No one can accuse the Militant of not listening to his readers. In an entry last year where the Militant ranted about the proliferation of designated community names in Los Angeles, reader Bert Green pointed out that there was, indeed a "Brook" in Brookside and left a location of the stream which may or may not exist.
This trickled through the Militant's mind over the months so he decided to get on the bike and check the damn thing out. But what was it called?
After retracing the path of the long-lost Sacatela Creek from Los Feliz to Koreatown, he wondered to himself, "How is the Militant ever gonna top that?"
Well, he can't. But he still found the stream nonetheless.
After some Militant research, he discovered the stream was called "Arroyo de los Jardines" (Creek of the Gardens), and the name pretty much holds true today, at least where it's visible.
Unlike, old Sacatela, there are sections of the old arroyo which are not only visible, but carry fresh running water. And we're not talking gutter runoff here.
According to a Los Angeles Times article on the Brookside community, the Arroyo de los Jardines runs from an unspecified location in the Hollywood Hills and ends up in Ballona Creek.
The article also mentioned that the stream is home to "koi, goldfish and crawfish." Hmmm. Many people who settled in the Mid-City area in the mid-20th Century had roots in Louisiana...coincidence?
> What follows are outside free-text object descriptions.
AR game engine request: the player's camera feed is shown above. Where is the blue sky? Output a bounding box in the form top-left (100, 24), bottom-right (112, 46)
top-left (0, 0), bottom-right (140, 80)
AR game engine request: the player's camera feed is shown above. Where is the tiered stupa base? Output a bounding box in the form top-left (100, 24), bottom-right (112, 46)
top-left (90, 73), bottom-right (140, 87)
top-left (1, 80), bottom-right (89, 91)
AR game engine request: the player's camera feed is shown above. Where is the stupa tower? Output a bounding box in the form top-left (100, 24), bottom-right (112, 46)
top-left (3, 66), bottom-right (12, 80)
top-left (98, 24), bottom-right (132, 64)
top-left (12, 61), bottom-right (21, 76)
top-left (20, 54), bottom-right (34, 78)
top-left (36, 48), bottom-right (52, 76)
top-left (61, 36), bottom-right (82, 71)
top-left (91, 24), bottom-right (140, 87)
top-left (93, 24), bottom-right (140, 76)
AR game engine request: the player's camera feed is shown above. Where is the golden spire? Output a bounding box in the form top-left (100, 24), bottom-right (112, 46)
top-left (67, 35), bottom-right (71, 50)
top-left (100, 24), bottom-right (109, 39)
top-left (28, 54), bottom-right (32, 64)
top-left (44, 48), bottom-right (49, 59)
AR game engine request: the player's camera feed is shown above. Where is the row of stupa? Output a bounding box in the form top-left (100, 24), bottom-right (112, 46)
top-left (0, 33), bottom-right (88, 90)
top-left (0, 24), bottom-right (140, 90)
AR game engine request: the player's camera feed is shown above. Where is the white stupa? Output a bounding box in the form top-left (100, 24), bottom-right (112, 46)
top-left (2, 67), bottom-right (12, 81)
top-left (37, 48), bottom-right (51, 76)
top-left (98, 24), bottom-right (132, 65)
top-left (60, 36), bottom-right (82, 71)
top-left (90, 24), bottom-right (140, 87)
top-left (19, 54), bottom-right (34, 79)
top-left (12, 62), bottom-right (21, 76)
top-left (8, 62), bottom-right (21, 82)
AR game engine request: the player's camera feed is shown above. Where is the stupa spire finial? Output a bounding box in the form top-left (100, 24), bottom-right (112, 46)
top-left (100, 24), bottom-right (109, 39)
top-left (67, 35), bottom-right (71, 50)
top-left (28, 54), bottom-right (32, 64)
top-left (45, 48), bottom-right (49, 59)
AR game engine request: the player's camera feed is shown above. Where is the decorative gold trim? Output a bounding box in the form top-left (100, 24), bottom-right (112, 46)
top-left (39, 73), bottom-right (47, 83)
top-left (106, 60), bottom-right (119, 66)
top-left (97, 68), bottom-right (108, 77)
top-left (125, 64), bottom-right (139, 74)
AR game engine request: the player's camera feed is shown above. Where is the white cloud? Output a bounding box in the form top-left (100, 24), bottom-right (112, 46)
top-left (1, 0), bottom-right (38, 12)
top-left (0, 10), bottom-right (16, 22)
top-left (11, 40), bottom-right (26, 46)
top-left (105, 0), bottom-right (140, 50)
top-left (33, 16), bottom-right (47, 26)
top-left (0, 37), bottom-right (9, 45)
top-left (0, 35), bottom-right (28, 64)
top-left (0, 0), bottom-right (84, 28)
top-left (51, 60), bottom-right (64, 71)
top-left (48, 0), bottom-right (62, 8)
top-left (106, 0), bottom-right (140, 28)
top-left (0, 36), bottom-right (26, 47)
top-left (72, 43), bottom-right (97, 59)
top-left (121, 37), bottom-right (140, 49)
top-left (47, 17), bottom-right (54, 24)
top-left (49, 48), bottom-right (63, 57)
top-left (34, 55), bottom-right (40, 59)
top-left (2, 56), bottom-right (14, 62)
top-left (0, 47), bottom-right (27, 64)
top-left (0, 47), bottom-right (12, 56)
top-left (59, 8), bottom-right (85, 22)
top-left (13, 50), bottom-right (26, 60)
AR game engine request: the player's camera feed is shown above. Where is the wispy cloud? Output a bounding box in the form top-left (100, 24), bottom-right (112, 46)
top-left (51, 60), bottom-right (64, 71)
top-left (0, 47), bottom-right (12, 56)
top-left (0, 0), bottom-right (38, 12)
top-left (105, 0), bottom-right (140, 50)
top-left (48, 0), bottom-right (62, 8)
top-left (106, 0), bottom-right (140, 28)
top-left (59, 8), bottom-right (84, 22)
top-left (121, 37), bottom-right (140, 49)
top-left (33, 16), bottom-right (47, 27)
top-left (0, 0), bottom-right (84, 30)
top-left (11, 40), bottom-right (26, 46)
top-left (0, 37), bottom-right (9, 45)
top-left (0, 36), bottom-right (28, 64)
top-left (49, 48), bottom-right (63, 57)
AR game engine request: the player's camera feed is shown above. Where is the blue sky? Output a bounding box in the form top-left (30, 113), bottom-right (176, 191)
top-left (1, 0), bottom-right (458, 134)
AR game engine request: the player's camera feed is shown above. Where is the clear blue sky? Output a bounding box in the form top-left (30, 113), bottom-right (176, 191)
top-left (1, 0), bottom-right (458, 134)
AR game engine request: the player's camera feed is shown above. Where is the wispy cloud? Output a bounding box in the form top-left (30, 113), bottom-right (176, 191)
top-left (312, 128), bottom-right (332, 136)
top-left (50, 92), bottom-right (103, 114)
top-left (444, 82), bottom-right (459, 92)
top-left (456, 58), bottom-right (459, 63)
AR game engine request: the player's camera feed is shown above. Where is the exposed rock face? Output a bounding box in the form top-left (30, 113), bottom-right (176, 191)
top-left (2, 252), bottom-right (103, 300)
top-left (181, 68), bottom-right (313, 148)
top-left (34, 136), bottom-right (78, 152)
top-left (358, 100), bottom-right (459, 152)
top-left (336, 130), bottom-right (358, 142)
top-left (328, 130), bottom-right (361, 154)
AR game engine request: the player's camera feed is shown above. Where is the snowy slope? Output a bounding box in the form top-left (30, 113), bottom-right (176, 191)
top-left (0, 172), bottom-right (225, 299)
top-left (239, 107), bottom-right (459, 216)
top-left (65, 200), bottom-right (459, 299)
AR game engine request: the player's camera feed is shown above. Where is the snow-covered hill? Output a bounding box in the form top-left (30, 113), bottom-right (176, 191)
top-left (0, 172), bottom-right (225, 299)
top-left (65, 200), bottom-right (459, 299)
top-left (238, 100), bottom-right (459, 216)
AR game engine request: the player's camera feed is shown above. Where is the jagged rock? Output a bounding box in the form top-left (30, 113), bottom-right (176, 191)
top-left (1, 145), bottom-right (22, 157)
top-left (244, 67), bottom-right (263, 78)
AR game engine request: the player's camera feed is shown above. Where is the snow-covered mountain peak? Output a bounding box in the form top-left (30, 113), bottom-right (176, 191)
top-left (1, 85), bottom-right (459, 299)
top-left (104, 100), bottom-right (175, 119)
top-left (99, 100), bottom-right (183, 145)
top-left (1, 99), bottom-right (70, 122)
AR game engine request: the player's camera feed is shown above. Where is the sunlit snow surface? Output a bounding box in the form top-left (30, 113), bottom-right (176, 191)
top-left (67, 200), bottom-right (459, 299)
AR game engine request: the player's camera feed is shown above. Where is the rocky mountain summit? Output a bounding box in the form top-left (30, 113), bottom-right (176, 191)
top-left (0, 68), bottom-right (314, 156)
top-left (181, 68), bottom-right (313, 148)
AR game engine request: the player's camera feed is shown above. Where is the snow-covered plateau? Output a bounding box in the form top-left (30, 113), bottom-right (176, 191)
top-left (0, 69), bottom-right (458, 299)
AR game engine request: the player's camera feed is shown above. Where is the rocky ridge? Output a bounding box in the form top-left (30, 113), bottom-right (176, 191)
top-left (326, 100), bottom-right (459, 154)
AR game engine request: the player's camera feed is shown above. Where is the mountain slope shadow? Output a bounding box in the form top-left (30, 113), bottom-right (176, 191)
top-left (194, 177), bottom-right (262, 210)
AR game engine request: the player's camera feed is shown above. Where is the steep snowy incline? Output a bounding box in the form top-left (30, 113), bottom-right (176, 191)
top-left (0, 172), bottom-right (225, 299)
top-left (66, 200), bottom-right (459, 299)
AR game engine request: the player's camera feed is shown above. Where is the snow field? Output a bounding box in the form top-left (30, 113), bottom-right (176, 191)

Militant research to locate the creek's Hollywood Hills source turned up futile and calls made to the creek's publicist were unanswered.
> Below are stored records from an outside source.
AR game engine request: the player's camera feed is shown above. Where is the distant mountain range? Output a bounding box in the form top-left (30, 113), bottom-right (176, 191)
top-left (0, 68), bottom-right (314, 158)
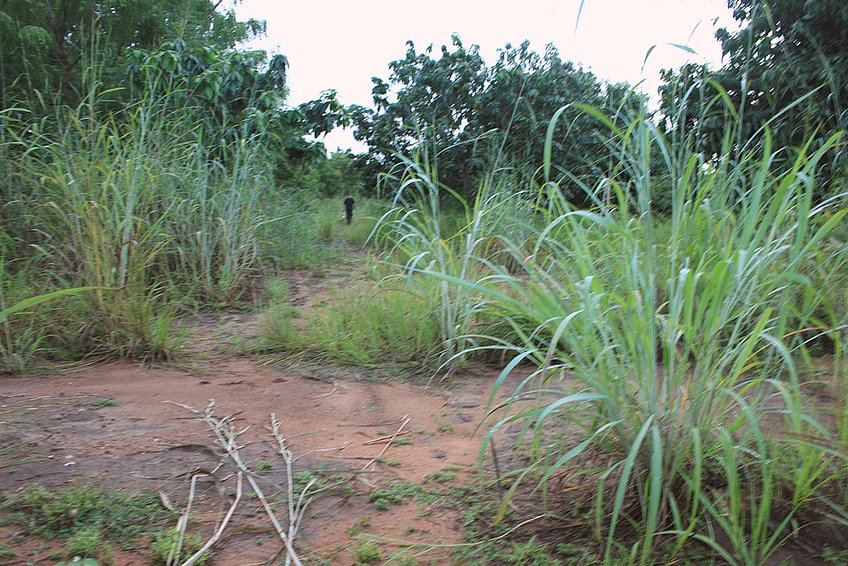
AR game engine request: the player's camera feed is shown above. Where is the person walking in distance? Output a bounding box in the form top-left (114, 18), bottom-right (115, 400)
top-left (343, 195), bottom-right (355, 225)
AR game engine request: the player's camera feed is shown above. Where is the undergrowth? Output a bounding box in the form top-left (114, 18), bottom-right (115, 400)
top-left (1, 483), bottom-right (173, 563)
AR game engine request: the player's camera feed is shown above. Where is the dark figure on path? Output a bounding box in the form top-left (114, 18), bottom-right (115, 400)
top-left (344, 195), bottom-right (355, 225)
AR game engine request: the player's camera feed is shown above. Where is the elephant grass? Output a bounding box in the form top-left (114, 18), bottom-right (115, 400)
top-left (394, 108), bottom-right (848, 563)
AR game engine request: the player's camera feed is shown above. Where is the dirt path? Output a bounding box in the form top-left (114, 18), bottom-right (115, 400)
top-left (0, 257), bottom-right (521, 565)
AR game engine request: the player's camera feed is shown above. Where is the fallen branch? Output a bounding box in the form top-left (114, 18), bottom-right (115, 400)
top-left (361, 415), bottom-right (411, 472)
top-left (181, 471), bottom-right (243, 566)
top-left (362, 430), bottom-right (411, 446)
top-left (169, 401), bottom-right (330, 566)
top-left (202, 405), bottom-right (303, 566)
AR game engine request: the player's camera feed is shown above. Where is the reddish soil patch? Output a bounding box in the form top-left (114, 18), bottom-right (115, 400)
top-left (1, 357), bottom-right (503, 564)
top-left (0, 260), bottom-right (526, 565)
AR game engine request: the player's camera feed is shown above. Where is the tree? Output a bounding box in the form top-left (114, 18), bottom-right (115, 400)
top-left (124, 40), bottom-right (288, 139)
top-left (0, 0), bottom-right (264, 105)
top-left (352, 37), bottom-right (644, 202)
top-left (350, 34), bottom-right (485, 194)
top-left (659, 0), bottom-right (848, 187)
top-left (472, 41), bottom-right (645, 200)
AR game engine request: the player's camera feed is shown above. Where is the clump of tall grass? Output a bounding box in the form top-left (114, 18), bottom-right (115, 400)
top-left (255, 277), bottom-right (300, 352)
top-left (403, 105), bottom-right (848, 562)
top-left (258, 277), bottom-right (442, 368)
top-left (0, 83), bottom-right (289, 363)
top-left (307, 281), bottom-right (441, 366)
top-left (372, 154), bottom-right (539, 374)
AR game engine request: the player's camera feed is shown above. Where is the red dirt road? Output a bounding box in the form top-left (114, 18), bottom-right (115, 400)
top-left (1, 349), bottom-right (511, 564)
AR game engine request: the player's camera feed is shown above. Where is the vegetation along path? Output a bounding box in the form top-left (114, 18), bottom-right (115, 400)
top-left (0, 257), bottom-right (529, 565)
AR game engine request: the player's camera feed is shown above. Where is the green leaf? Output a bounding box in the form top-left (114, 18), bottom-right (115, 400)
top-left (0, 287), bottom-right (98, 324)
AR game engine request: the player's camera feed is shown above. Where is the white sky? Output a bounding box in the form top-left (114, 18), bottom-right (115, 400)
top-left (232, 0), bottom-right (737, 152)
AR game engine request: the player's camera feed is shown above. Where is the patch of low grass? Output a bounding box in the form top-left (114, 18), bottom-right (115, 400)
top-left (369, 480), bottom-right (432, 511)
top-left (2, 484), bottom-right (172, 543)
top-left (254, 277), bottom-right (301, 353)
top-left (354, 539), bottom-right (383, 564)
top-left (65, 525), bottom-right (116, 564)
top-left (84, 398), bottom-right (119, 410)
top-left (149, 527), bottom-right (211, 565)
top-left (426, 470), bottom-right (457, 483)
top-left (345, 516), bottom-right (372, 537)
top-left (291, 281), bottom-right (442, 367)
top-left (0, 542), bottom-right (17, 559)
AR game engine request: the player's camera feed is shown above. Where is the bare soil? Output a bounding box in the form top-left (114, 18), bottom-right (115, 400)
top-left (2, 255), bottom-right (840, 565)
top-left (0, 259), bottom-right (528, 565)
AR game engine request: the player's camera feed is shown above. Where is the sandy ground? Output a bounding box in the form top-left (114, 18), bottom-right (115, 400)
top-left (0, 257), bottom-right (534, 565)
top-left (1, 255), bottom-right (838, 565)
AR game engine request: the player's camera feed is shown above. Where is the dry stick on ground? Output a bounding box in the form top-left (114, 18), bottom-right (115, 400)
top-left (269, 413), bottom-right (317, 566)
top-left (167, 473), bottom-right (199, 566)
top-left (169, 401), bottom-right (304, 566)
top-left (170, 469), bottom-right (225, 565)
top-left (361, 415), bottom-right (411, 472)
top-left (362, 430), bottom-right (412, 445)
top-left (181, 471), bottom-right (243, 566)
But the creek does daylight itself just south of Melrose Avenue where it runs through the middle of Wilshire Country Club. So yeah, only the privileged few can enjoy this thing (shyyeah, as if they care...). But the average Jose can get an easy glimpse of it at 3rd St. and Hudson Ave. (pictured above, right), where one can see the creek empty into a culvert that runs south-southwest on Hudson (Could the street's name be attributed to a NY transie of yesteryear who named it so because it was a river?).
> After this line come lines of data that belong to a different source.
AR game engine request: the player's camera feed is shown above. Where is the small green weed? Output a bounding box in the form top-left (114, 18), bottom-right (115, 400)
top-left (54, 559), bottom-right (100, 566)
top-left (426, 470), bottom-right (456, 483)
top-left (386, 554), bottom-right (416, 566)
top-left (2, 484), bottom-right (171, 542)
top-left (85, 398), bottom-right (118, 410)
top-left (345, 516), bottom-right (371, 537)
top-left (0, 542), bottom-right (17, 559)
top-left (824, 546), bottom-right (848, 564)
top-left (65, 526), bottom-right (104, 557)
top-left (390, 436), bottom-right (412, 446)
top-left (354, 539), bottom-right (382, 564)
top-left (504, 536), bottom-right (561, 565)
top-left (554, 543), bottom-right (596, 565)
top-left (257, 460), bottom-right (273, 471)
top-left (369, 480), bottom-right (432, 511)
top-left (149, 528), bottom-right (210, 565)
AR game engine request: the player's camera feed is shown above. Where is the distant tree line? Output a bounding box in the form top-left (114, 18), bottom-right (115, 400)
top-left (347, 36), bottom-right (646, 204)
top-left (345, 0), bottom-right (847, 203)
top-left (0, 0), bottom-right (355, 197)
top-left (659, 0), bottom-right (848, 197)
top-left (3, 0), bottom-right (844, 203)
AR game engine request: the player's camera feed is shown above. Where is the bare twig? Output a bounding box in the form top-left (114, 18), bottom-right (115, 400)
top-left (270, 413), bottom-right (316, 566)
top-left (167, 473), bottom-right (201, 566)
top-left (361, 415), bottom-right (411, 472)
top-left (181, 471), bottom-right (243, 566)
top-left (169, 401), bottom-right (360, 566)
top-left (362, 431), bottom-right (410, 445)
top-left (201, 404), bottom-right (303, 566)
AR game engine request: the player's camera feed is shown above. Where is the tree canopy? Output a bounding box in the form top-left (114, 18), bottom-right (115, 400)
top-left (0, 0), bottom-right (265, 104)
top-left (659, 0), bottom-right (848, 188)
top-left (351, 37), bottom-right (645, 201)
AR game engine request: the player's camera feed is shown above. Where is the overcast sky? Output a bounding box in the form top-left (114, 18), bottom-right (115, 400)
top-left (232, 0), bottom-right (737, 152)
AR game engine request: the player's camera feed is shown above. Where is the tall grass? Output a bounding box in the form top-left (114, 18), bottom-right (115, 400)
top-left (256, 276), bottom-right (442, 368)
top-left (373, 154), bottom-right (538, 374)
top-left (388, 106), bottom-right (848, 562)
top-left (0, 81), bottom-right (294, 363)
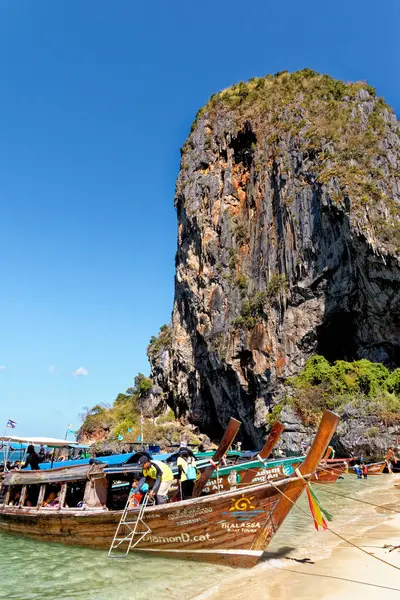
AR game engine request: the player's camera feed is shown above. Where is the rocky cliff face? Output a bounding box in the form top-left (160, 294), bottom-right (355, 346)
top-left (148, 70), bottom-right (400, 450)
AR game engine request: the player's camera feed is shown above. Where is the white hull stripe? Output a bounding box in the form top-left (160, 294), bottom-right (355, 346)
top-left (133, 548), bottom-right (263, 557)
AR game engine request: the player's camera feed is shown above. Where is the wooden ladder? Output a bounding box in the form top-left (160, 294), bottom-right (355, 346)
top-left (108, 492), bottom-right (152, 558)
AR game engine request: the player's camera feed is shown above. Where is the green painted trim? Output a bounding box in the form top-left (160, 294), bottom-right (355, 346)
top-left (209, 455), bottom-right (306, 479)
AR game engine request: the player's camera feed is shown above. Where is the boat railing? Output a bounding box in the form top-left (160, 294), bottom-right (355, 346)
top-left (0, 470), bottom-right (108, 511)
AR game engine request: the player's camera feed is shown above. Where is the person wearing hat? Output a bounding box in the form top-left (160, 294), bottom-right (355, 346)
top-left (135, 456), bottom-right (174, 504)
top-left (177, 449), bottom-right (197, 499)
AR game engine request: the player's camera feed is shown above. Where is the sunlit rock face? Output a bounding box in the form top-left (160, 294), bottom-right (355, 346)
top-left (148, 71), bottom-right (400, 449)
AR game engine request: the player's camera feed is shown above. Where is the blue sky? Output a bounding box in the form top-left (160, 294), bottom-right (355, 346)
top-left (0, 0), bottom-right (399, 438)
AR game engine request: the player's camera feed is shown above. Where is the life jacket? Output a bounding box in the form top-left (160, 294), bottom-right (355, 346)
top-left (143, 460), bottom-right (174, 482)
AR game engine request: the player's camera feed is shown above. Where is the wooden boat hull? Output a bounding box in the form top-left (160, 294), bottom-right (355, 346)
top-left (362, 461), bottom-right (387, 475)
top-left (346, 461), bottom-right (386, 475)
top-left (313, 462), bottom-right (347, 483)
top-left (326, 459), bottom-right (387, 475)
top-left (0, 476), bottom-right (306, 568)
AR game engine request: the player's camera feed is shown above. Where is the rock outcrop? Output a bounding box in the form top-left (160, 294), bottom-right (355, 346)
top-left (148, 70), bottom-right (400, 450)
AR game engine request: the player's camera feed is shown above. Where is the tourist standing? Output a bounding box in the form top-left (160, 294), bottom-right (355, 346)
top-left (22, 445), bottom-right (40, 470)
top-left (177, 449), bottom-right (197, 499)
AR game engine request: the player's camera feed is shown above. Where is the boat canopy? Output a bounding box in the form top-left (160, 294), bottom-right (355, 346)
top-left (0, 435), bottom-right (81, 448)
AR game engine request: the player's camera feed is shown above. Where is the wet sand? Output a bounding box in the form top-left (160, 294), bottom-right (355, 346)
top-left (195, 475), bottom-right (400, 600)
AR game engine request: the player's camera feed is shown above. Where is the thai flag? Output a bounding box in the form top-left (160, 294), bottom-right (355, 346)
top-left (7, 419), bottom-right (17, 429)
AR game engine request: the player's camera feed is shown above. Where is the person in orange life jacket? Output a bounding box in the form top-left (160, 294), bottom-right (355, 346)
top-left (362, 464), bottom-right (368, 478)
top-left (177, 449), bottom-right (197, 499)
top-left (134, 456), bottom-right (174, 504)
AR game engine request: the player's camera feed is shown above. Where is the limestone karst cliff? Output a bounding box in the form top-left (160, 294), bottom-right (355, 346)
top-left (148, 70), bottom-right (400, 452)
It emerges south of Wilshire in its namesake community, where it again flows for the privileged few, this time in the backyards of some pretty well-to-do mofos. It can be seen over an un-barred masonry fence just west of Longwood Ave. and Olympic Blvd (pictured right). As traffic rushes by on Olympic, one can hear the trickle of Arroyo De Los Jardines, at this point truly living up to its name, nestled in there amidst the abundance of lush greenery found there.
From there, in the neighborhood of Longwood Highlands, the arroyo plays peek-a-boo in seemingly random backyards before disappearing completely. There's no real evidence of the stream save for a few curious-looking channels of greenery running to the southwest, as viewed from an aerial map.
Somewhere near there, beneath Venice Blvd. and Cochran Ave., our little brook friend unceremoniously merges with Ballona Creek, which does not have a source per se, but was originally fed by the various wetlands and swamps (Cienegas in Español) that used to dot the Westside (and the reason why buildings on that part of town are susceptible to liquefaction during earthquakes - remember the little section of the 10 Freeway by The Swamp Blvd that was badly damaged in the 1994 Northridge quake? Of course most transplants don't...).
From there, the Ballona, a.k.a. The Mini-Me to the Los Angeles River's Dr. Evil), as we all know, flows into the great Pacific. No need for the Militant to retrace that, though you're more than welcome to on a bicycle. Just be careful if the fences trap you in.